Former First Lady and environment champion Lady Bird Johnson has died at her home in Texas. The widow of President Lyndon Johnson was 94 and had been in failing health for some time. VOA's Greg Flakus has more about this remarkable woman in this report from our Houston bureau.

Although she came to prominence as the wife of a president, Lady Bird Johnson was regarded as a woman of great influence in her own right. She was a strong advocate for such programs as Headstart, to help underprivileged children succeed in school, and environmental protection. As first lady, she started a program of highway beautification that eliminated billboards from some stretches of federal roadways.

She was born Claudia Alta Taylor and acquired the nickname Lady Bird at birth when a nurse described the infant as pretty as a lady bird. She was considered shy while growing up in the small east-Texas town of Karnack, but she blossomed when she attended the University of Texas in Austin. That is where she met then congressional aide Lyndon Johnson, who proposed to her on their second date as Mrs. Johnson later recalled in a TV interview. "I think we both knew that we were better together than we were, or would be, apart," she said.

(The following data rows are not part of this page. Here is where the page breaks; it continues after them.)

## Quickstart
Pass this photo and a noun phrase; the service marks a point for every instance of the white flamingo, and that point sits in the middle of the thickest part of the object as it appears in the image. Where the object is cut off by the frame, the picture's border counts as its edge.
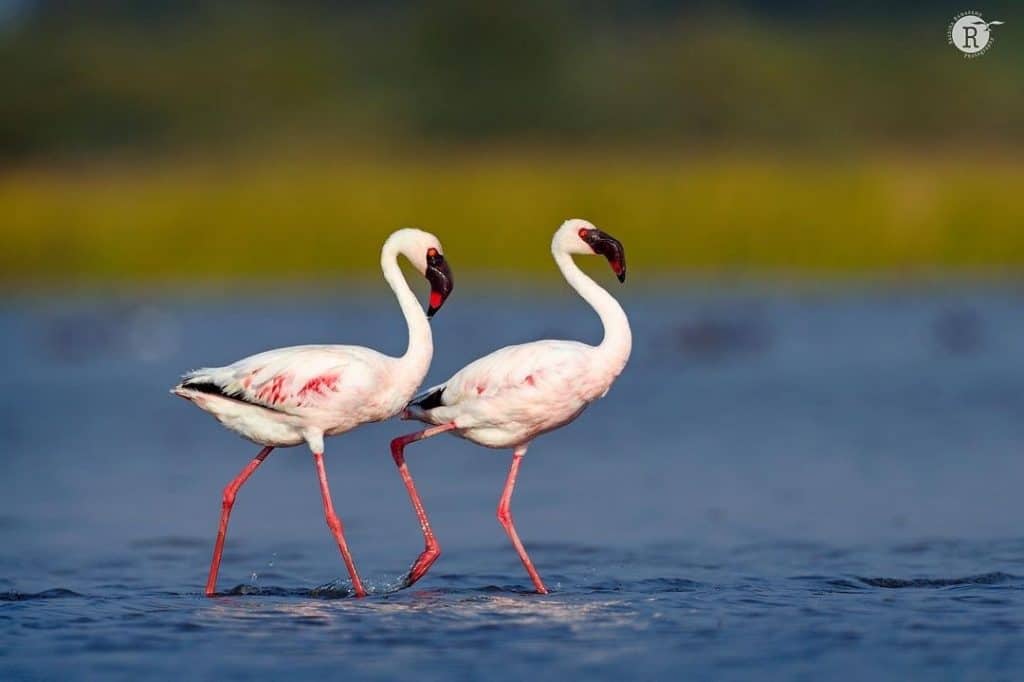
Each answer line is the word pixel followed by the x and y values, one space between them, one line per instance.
pixel 292 395
pixel 514 394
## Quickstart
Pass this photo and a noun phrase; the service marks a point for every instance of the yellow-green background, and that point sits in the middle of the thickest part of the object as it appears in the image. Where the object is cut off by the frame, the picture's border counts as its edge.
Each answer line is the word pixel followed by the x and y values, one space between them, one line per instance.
pixel 210 141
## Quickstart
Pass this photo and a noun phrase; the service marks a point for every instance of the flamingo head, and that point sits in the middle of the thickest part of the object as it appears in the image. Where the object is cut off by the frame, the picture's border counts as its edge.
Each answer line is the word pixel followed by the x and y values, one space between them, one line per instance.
pixel 581 237
pixel 425 253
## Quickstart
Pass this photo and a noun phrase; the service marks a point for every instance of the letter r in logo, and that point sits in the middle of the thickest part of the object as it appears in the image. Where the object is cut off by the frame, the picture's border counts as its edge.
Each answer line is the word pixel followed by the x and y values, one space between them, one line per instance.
pixel 970 36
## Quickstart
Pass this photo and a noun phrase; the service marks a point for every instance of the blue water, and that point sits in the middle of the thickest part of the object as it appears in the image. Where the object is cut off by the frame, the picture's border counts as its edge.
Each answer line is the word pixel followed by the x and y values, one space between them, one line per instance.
pixel 783 484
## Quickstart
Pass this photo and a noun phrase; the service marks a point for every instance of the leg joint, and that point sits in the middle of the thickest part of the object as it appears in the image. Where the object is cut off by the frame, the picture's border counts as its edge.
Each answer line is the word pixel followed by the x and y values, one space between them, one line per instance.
pixel 334 522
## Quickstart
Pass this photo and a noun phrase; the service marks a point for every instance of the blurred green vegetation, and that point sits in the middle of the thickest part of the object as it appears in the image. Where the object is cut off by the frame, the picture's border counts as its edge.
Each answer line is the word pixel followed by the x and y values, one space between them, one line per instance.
pixel 308 217
pixel 171 140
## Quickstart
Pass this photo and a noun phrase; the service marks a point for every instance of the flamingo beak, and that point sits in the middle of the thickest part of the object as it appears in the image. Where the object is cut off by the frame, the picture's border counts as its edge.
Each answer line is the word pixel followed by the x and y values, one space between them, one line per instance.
pixel 607 246
pixel 439 275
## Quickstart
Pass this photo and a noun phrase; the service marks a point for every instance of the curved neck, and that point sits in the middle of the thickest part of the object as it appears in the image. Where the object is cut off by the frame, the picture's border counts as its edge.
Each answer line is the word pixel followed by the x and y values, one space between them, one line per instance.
pixel 421 346
pixel 617 341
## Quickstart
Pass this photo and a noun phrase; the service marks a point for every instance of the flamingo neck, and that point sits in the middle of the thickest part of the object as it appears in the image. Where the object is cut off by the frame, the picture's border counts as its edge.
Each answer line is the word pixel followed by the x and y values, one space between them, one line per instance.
pixel 421 346
pixel 617 341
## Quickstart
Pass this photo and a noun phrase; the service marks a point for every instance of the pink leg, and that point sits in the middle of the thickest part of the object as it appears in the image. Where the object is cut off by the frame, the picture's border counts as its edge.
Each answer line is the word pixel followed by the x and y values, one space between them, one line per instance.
pixel 225 513
pixel 432 549
pixel 505 517
pixel 334 523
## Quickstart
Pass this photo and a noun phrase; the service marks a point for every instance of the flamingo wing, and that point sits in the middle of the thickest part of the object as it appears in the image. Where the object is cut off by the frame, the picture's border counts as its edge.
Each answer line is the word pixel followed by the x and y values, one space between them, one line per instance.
pixel 292 380
pixel 512 374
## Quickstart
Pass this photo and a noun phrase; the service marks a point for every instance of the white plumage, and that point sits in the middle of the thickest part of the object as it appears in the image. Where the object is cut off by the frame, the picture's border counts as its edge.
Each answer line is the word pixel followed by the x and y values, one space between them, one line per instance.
pixel 301 394
pixel 509 397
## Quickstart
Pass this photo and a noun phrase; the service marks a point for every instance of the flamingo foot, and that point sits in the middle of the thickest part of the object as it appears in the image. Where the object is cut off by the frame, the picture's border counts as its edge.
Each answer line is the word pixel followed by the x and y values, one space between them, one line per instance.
pixel 420 567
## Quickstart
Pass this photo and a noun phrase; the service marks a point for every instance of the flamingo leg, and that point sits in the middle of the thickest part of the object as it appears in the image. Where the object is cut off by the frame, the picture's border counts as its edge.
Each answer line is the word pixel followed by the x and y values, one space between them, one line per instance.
pixel 334 523
pixel 505 518
pixel 230 491
pixel 432 549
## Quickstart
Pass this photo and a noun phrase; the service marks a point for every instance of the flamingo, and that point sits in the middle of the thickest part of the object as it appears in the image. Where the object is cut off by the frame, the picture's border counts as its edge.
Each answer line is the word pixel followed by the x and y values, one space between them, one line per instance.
pixel 516 393
pixel 288 396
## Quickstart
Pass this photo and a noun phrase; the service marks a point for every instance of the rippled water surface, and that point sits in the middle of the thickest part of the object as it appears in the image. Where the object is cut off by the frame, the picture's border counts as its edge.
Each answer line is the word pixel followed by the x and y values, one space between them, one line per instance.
pixel 798 484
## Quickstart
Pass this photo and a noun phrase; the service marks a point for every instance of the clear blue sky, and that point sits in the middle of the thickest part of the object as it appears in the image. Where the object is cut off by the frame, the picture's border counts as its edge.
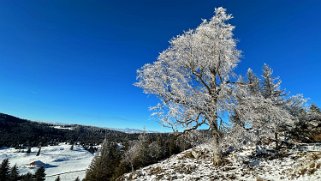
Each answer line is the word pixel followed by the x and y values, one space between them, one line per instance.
pixel 75 61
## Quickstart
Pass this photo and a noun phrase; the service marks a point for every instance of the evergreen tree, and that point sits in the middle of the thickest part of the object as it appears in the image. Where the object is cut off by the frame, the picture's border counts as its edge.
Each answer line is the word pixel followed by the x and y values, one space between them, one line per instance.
pixel 104 164
pixel 58 178
pixel 5 170
pixel 315 109
pixel 72 147
pixel 38 153
pixel 14 174
pixel 40 174
pixel 27 177
pixel 28 150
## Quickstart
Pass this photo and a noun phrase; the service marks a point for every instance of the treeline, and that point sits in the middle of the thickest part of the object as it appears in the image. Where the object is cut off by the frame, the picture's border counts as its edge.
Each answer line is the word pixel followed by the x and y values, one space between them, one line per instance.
pixel 8 173
pixel 16 132
pixel 115 159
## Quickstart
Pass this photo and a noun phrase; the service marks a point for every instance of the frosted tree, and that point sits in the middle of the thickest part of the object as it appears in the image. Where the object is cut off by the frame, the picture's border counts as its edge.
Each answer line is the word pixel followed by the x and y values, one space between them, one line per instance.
pixel 192 78
pixel 261 110
pixel 271 86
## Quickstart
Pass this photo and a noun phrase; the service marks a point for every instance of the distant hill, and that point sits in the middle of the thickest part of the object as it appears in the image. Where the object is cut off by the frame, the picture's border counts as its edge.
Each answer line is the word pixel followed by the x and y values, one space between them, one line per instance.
pixel 16 131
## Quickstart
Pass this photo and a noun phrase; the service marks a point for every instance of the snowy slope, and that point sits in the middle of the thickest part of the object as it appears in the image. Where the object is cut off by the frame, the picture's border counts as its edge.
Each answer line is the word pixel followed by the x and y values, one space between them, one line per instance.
pixel 57 160
pixel 195 164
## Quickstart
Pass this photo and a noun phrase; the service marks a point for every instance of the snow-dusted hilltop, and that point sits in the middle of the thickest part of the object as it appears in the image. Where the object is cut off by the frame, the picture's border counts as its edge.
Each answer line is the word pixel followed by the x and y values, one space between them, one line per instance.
pixel 195 164
pixel 57 160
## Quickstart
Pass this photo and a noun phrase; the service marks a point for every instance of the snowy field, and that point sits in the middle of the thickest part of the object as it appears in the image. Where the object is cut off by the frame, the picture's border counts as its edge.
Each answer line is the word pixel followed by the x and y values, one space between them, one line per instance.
pixel 195 165
pixel 57 160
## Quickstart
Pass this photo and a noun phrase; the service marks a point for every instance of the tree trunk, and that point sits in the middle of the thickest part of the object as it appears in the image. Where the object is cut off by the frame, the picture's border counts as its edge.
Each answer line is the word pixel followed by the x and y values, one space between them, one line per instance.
pixel 217 153
pixel 276 140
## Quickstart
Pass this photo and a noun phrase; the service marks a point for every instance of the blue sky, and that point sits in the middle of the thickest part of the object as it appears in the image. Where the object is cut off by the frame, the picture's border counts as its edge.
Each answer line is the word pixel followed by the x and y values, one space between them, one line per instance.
pixel 75 61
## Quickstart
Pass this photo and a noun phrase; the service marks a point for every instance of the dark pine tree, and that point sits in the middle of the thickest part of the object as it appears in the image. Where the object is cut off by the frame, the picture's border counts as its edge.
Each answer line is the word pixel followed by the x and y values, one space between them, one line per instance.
pixel 14 174
pixel 38 153
pixel 5 170
pixel 27 177
pixel 57 179
pixel 28 150
pixel 103 166
pixel 40 174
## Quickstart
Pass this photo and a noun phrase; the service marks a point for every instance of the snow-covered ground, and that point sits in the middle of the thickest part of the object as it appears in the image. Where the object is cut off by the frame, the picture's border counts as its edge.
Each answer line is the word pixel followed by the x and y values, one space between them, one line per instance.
pixel 57 160
pixel 195 164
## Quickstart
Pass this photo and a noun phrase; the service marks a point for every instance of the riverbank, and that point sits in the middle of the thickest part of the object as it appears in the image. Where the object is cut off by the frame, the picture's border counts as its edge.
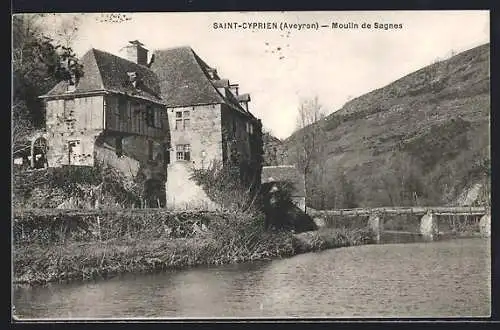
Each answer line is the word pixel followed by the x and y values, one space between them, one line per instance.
pixel 67 254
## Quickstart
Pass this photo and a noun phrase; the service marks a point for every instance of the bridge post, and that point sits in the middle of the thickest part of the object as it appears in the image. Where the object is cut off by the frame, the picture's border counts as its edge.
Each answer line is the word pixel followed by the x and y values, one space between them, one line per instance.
pixel 485 225
pixel 428 226
pixel 376 225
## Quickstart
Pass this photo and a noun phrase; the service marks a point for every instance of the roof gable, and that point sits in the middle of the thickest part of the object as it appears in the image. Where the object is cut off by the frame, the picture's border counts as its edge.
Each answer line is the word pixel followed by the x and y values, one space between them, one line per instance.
pixel 182 79
pixel 107 72
pixel 285 173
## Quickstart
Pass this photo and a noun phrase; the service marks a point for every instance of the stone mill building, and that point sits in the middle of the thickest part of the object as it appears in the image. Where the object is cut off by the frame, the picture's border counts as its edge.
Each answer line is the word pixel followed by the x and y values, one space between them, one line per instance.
pixel 155 116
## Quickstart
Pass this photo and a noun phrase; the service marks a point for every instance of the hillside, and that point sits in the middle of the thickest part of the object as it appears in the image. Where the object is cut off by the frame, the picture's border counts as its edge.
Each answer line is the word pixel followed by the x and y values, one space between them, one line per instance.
pixel 421 139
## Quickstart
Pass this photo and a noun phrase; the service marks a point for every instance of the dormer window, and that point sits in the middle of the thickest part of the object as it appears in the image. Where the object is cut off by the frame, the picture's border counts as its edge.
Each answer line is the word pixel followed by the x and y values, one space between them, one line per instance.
pixel 132 77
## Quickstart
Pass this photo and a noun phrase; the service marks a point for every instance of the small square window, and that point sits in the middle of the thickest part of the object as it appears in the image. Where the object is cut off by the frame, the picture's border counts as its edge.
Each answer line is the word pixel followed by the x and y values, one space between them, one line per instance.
pixel 183 152
pixel 178 124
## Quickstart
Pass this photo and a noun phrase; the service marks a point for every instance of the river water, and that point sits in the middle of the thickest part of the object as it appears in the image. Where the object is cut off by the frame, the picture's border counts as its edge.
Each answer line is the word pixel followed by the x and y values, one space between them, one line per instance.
pixel 437 279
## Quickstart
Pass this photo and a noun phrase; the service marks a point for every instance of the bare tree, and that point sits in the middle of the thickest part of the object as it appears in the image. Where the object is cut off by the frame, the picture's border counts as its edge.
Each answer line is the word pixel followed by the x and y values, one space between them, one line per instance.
pixel 310 137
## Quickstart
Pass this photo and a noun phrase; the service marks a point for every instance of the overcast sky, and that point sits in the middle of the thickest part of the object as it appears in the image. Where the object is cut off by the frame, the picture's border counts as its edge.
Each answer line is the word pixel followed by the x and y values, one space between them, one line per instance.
pixel 333 64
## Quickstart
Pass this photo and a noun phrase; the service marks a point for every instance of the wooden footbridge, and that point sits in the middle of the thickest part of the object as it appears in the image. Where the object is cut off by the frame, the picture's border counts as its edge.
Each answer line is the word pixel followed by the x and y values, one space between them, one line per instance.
pixel 428 221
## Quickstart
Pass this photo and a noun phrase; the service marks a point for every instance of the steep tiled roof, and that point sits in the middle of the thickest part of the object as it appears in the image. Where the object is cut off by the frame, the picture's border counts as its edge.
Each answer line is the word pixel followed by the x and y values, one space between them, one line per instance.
pixel 285 173
pixel 105 71
pixel 184 80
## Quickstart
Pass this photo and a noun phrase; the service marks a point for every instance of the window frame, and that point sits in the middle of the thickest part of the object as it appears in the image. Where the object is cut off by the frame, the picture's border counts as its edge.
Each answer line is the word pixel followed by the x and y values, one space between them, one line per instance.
pixel 150 115
pixel 122 108
pixel 181 118
pixel 66 109
pixel 183 152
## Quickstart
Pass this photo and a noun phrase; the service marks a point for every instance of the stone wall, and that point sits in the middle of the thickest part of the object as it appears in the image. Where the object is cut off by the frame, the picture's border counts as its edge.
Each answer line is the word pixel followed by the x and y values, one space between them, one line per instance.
pixel 203 134
pixel 73 126
pixel 183 192
pixel 235 133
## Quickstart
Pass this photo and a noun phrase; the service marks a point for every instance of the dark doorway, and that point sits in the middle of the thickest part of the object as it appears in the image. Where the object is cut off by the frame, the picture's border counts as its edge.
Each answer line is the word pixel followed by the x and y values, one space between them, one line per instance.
pixel 154 193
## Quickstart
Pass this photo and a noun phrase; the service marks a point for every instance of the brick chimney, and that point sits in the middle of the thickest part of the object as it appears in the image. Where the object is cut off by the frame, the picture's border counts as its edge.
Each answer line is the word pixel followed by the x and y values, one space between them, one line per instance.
pixel 135 52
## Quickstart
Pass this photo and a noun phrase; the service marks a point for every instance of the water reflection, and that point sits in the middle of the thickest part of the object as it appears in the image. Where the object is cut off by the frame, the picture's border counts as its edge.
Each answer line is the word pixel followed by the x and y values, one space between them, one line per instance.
pixel 448 278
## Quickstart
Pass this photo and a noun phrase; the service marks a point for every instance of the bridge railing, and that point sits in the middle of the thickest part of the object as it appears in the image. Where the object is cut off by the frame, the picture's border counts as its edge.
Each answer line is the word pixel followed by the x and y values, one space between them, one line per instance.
pixel 417 210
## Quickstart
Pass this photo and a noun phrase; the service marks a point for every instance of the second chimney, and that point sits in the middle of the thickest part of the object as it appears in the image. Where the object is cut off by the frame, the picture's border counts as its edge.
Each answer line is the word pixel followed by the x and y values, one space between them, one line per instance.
pixel 135 52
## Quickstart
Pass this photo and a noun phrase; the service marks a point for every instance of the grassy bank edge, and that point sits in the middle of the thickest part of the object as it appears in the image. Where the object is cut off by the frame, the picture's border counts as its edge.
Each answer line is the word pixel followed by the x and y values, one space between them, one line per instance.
pixel 38 265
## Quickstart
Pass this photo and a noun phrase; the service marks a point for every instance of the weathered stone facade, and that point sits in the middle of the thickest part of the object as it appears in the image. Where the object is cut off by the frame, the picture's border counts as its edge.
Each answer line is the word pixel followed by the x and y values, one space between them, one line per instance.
pixel 203 134
pixel 154 120
pixel 73 129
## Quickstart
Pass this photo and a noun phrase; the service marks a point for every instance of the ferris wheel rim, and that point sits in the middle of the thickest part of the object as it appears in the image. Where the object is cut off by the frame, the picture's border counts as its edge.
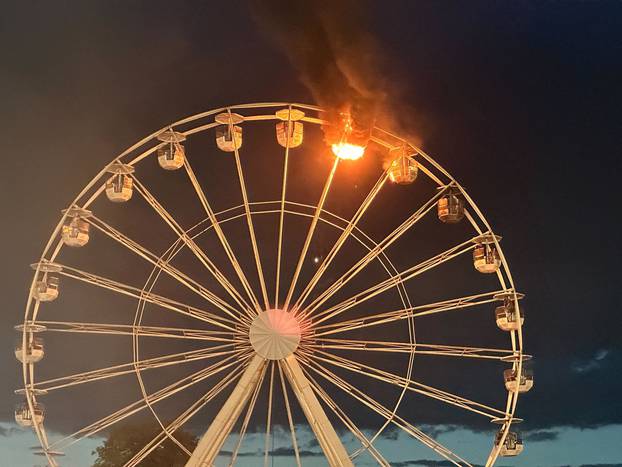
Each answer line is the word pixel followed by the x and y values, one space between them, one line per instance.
pixel 178 246
pixel 32 309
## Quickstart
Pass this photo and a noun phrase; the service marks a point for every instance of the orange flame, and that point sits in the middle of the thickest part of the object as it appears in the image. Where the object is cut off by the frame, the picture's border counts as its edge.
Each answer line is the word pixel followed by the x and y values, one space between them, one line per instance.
pixel 348 151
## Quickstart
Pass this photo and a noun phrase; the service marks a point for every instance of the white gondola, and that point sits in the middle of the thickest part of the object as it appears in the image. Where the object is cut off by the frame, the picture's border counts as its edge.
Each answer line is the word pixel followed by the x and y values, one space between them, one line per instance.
pixel 450 207
pixel 119 187
pixel 229 134
pixel 403 168
pixel 24 417
pixel 512 445
pixel 35 350
pixel 75 230
pixel 513 383
pixel 486 258
pixel 290 127
pixel 171 155
pixel 506 315
pixel 46 287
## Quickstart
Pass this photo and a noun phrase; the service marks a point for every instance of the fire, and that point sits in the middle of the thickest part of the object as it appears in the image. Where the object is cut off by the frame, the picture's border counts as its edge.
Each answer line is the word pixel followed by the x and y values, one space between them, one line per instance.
pixel 348 151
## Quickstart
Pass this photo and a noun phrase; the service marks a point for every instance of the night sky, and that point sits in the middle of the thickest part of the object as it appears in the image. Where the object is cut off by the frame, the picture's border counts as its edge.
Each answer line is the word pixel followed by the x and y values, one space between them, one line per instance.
pixel 520 101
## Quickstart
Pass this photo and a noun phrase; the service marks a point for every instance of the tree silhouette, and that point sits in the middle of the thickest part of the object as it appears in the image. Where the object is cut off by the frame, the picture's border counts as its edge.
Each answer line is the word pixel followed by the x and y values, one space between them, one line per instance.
pixel 124 441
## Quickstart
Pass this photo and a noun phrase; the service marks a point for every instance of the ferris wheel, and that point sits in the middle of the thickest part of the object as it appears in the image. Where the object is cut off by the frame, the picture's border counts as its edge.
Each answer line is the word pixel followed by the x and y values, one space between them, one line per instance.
pixel 247 290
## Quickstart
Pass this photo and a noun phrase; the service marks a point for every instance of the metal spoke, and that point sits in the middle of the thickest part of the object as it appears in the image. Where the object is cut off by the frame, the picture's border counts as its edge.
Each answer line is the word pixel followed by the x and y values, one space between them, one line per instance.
pixel 341 240
pixel 340 413
pixel 247 417
pixel 131 367
pixel 166 267
pixel 282 213
pixel 394 280
pixel 411 385
pixel 386 413
pixel 289 415
pixel 269 416
pixel 167 217
pixel 153 398
pixel 220 234
pixel 417 348
pixel 373 253
pixel 310 232
pixel 159 300
pixel 181 420
pixel 138 330
pixel 249 218
pixel 406 313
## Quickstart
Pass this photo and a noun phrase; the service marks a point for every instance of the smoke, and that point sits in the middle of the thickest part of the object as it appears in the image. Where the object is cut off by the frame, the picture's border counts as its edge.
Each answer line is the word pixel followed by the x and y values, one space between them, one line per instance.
pixel 330 45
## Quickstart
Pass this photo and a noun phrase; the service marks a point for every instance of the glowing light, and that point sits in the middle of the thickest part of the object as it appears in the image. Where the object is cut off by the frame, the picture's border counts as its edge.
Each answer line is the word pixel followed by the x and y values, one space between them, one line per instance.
pixel 348 151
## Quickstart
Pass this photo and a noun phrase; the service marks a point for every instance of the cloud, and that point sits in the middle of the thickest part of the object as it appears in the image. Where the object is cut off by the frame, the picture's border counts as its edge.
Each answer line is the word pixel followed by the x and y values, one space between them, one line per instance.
pixel 592 364
pixel 10 431
pixel 541 435
pixel 425 463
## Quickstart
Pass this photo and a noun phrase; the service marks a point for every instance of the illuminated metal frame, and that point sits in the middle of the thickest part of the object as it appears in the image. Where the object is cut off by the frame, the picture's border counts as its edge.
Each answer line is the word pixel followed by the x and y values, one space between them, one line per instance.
pixel 309 360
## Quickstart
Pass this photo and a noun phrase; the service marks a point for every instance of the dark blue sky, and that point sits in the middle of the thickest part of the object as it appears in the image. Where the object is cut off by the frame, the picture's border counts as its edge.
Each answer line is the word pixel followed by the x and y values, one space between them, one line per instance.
pixel 519 100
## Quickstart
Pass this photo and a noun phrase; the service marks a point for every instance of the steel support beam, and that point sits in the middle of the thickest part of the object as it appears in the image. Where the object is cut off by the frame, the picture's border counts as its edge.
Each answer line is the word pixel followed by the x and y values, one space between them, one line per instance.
pixel 211 443
pixel 335 453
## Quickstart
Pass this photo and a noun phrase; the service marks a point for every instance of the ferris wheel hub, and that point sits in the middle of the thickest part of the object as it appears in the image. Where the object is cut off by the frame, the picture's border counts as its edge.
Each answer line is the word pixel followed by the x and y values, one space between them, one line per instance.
pixel 275 334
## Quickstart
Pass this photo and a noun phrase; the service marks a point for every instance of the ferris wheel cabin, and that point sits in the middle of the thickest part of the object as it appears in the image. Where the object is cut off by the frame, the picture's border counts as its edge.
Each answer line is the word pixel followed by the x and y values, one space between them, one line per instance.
pixel 24 417
pixel 507 317
pixel 46 287
pixel 75 230
pixel 403 168
pixel 512 445
pixel 513 383
pixel 171 155
pixel 486 258
pixel 229 134
pixel 450 207
pixel 34 351
pixel 289 131
pixel 119 187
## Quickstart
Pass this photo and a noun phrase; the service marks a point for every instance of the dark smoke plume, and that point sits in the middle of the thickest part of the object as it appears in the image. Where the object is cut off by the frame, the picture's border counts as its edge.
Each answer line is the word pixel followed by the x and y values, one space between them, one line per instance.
pixel 329 44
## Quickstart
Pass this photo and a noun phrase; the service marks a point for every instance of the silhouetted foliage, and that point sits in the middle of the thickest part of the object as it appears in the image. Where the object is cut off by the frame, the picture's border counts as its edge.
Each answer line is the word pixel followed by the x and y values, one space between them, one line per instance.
pixel 124 441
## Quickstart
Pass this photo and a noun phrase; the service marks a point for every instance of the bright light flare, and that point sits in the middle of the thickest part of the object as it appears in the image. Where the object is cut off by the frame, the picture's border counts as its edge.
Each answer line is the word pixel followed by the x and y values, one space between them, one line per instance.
pixel 348 151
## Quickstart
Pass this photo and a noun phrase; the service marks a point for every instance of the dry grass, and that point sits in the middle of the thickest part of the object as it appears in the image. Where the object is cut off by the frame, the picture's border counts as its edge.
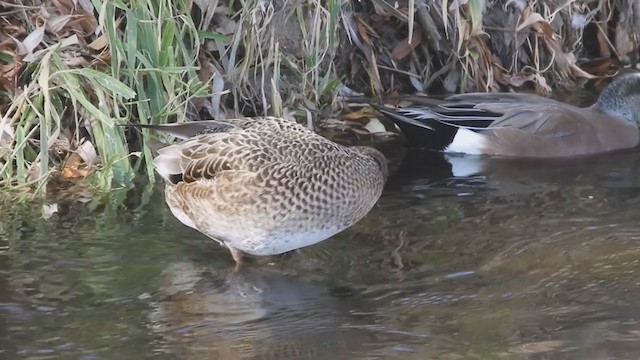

Mrs. Johnson helped her husband both morally and financially in his first run for Congress and was at his side in 1960 as he ran for the Democratic presidential nomination. He lost that to Massachusetts senator John F Kennedy, who later asked him to run with him in the vice presidential position. Kennedy won the election and Johnson became vice president. On November 22, 1963, President Kennedy was assassinated in Dallas and Mr. Johnson was thrust into the White House. Lady Bird had now become first lady of a land in mourning.

During her time in Washington, Lady Bird Johnson became known as a strong woman with southern charm and a genteel manner. As first lady she developed her own office within the White House, with two news media representatives to help her champion her causes with the public.

President Johnson chose not to run for re-election in 1968, amid growing discord over the Vietnam war. After he left office in January, 1969, he and Lady Bird retired to his family ranch in the Texas hill country, west of Austin.

After President Lyndon Johnson died in 1973, Mrs. Johnson continued her advocacy of environmental projects and helped establish a wildflower center in Austin that bears her name.

Lady Bird Johnson is survived by her two daughters, Lynda Bird Robb, wife of former Virginia Senator Chuck Robb, and Luci Baines Turpin, as well as seven grandchildren.